Added quotes to the keys, et voilà—ORiNOCO TCP/IP worked! FTP, NFS, the works.

Then it was time to revisit the Microsoft network client which uses ODI via the ODINSUP shim, and which I was previously unable to get working. As I suspected, the problem turned out to be the same as with TCP/IP—WEP keys in ASCII format needed to be properly quoted in NET.CFG. When the ODI driver was configured properly, the MS Networks Client 3.0 worked without a hitch.

Results

In the end I was able to get both the Cisco Aironet 350 and the Agere ORiNOCO PC Cards working to my satisfaction.

To get some sense of how slow 802.11b WiFi actually is, I copied a random roughly 42MB file over the wireless network in both directions between the ThinkPad 760XL and my NAS. The copying was done using the NDOS (4DOS) COPY command, with SMARTDRV loaded and write caching enabled. Here are the numbers:

To LaptopFrom Laptop
ORiNOCO, MS Net258.0 KB/s130.5 KB/s
ORiNOCO, IBM NFS321.5 KB/s402.7 KB/s
Aironet 350, MS Net297.2 KB/s126.7 KB/s
Aironet 350, IBM NFS422.5 KB/s439.7 KB/s

A couple of things jump out. When copying files from the laptop to the NAS, the Microsoft network client is really slow. The IBM NFS client is faster than the MS Network Client; in the (arguably less interesting) laptop-to-NFS case massively so. The Microsoft network client has to go through the ODINSUP shim in the ORiNOCO case, but looking at the Cisco Aironet results, the shim must have negligible impact on performance. The Cisco Aironet 350 was faster, but not hugely so.

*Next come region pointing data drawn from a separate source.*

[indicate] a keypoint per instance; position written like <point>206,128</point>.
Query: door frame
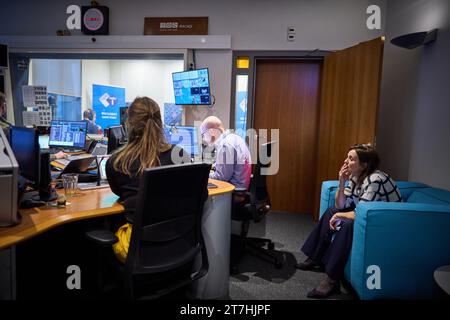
<point>316,55</point>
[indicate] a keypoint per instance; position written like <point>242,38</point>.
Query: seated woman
<point>365,183</point>
<point>146,148</point>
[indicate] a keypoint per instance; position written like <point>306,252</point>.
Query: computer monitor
<point>192,87</point>
<point>68,134</point>
<point>116,136</point>
<point>123,119</point>
<point>25,145</point>
<point>185,137</point>
<point>34,166</point>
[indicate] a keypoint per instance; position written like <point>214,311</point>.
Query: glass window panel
<point>241,105</point>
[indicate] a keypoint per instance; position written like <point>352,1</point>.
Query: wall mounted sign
<point>95,20</point>
<point>176,26</point>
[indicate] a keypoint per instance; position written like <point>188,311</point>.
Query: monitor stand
<point>32,199</point>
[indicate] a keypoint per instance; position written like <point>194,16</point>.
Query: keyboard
<point>93,185</point>
<point>64,162</point>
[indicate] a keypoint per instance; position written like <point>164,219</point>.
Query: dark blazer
<point>126,187</point>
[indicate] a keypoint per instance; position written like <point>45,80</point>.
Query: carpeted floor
<point>260,280</point>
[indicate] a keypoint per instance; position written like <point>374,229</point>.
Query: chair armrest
<point>327,195</point>
<point>407,241</point>
<point>102,237</point>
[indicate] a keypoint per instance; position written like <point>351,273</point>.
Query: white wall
<point>60,76</point>
<point>253,24</point>
<point>414,132</point>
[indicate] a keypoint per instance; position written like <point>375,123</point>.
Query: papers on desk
<point>92,185</point>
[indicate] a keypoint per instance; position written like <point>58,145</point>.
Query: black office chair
<point>166,238</point>
<point>252,205</point>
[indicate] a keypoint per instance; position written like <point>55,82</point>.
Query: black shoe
<point>323,292</point>
<point>308,265</point>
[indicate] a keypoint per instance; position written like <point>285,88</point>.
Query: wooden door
<point>287,95</point>
<point>349,106</point>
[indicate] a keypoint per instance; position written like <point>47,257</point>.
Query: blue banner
<point>106,102</point>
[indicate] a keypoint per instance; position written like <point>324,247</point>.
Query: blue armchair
<point>406,240</point>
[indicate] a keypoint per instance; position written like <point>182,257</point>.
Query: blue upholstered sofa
<point>406,240</point>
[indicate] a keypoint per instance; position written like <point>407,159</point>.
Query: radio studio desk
<point>216,226</point>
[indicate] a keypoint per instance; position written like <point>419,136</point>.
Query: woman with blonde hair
<point>146,148</point>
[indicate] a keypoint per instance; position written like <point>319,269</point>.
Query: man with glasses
<point>233,160</point>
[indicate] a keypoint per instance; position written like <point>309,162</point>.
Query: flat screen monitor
<point>185,137</point>
<point>68,134</point>
<point>116,136</point>
<point>25,145</point>
<point>192,87</point>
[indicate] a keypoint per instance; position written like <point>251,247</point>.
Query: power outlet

Real world file copy speeds were about 400 KB/s, which doesn’t sound like much, but filling up a hard disk with a size on the order of 1 gigabyte does not take terribly long at that rate. It also bears saying that although the 802.11b theoretical maximum rate is 11 Mbps, practical user data transfer rates are nowhere near that and values closer to 5 Mbps are to be expected under good conditions. The 400+ KB/s rates are actually not at all bad considering the host hardware (166 MHz Pentium MMX, a slow laptop hard disk). 440 KB/s is more or less exactly 3.6 Mbps, but that does not include any protocol overhead. Without testing some good bus-mastering Fast Ethernet CardBus card in the same laptop, I have to assume that even DOS can get reasonably close to the practical maximum 802.11b is capable of.

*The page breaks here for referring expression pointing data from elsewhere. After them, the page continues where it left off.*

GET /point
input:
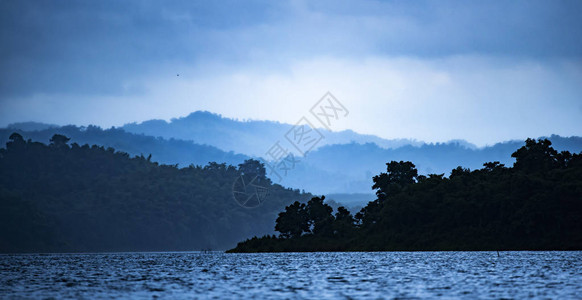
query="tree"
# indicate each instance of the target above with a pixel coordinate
(320, 217)
(293, 221)
(344, 222)
(399, 175)
(535, 156)
(59, 141)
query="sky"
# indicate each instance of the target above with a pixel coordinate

For my purposes, i.e. copying a few megabytes every now and then, any of the solutions (ORiNOCO or Aironet, MS Network Client or NFS) is perfectly acceptable. Overall, both the Cisco Aironet 350 and the Lucent/Agere ORiNOCO cards did the job. In both cases, setting them up was somewhat painful, and significantly more difficult than setting up wired Ethernet, but they did work in the end.

I slightly prefer the Aironet adapter, primarily because it does not require an extra driver in CONFIG.SYS, and it does not hurt that at least in my case it’s a little bit faster as well. But if I started out with a working ORiNOCO setup, I probably wouldn’t look for an alternative.

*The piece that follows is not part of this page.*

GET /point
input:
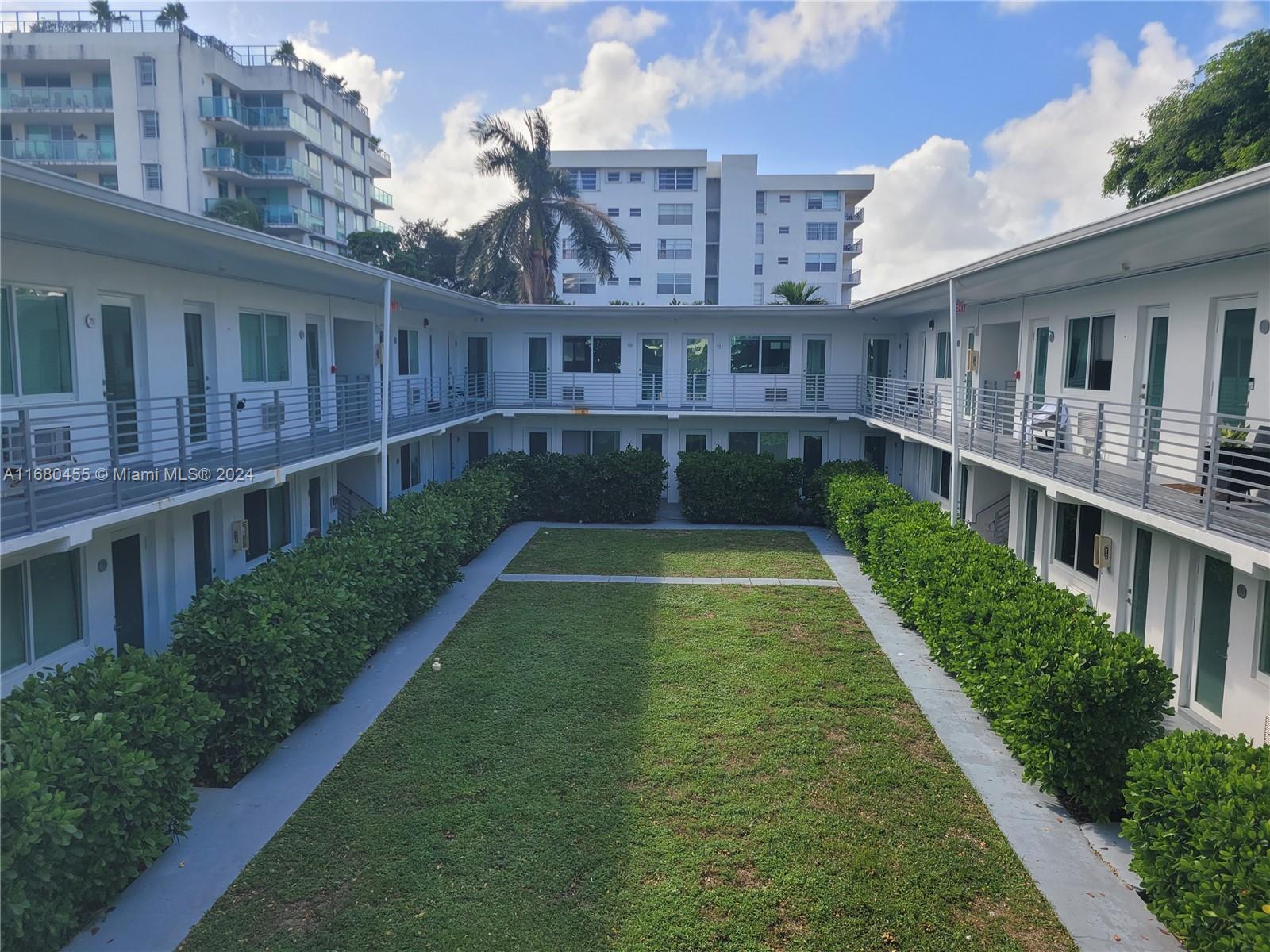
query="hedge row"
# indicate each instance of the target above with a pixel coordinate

This entry was posted in DOS, Networking, NFS, TCP/IP, Wireless. Bookmark the permalink.

3 Responses to DOS Wireless Networking, Continued

  1. Julien Oster says:

    It’s funny, because when idly scrolling through that Novell documentation, the first thing that caught my eye (as the first bright red exclamation mark in an otherwise all black document):

    “We strongly recommend that you develop your protocol stack so that it is LAN medium and frame type independent.”

  2. Michal Necasek says:

    Yep. Clearly IBM didn’t read that 🙂 And I have real trouble imagining why they care that the underlying driver reports 10 Mbps speed.

  3. MiaM says:

    Re performance:
    It seems reasonable that the network hardware is the only real limit here.

    IIRC Even a tired 4.77MHz XT using a WD/SMC8003 8-bit ISA network card and the microsoft client (using NetBEUI) can do about 37kbyte/sec

    Btw re security: Seems like a good idea to have a separate file server instance running just for this client.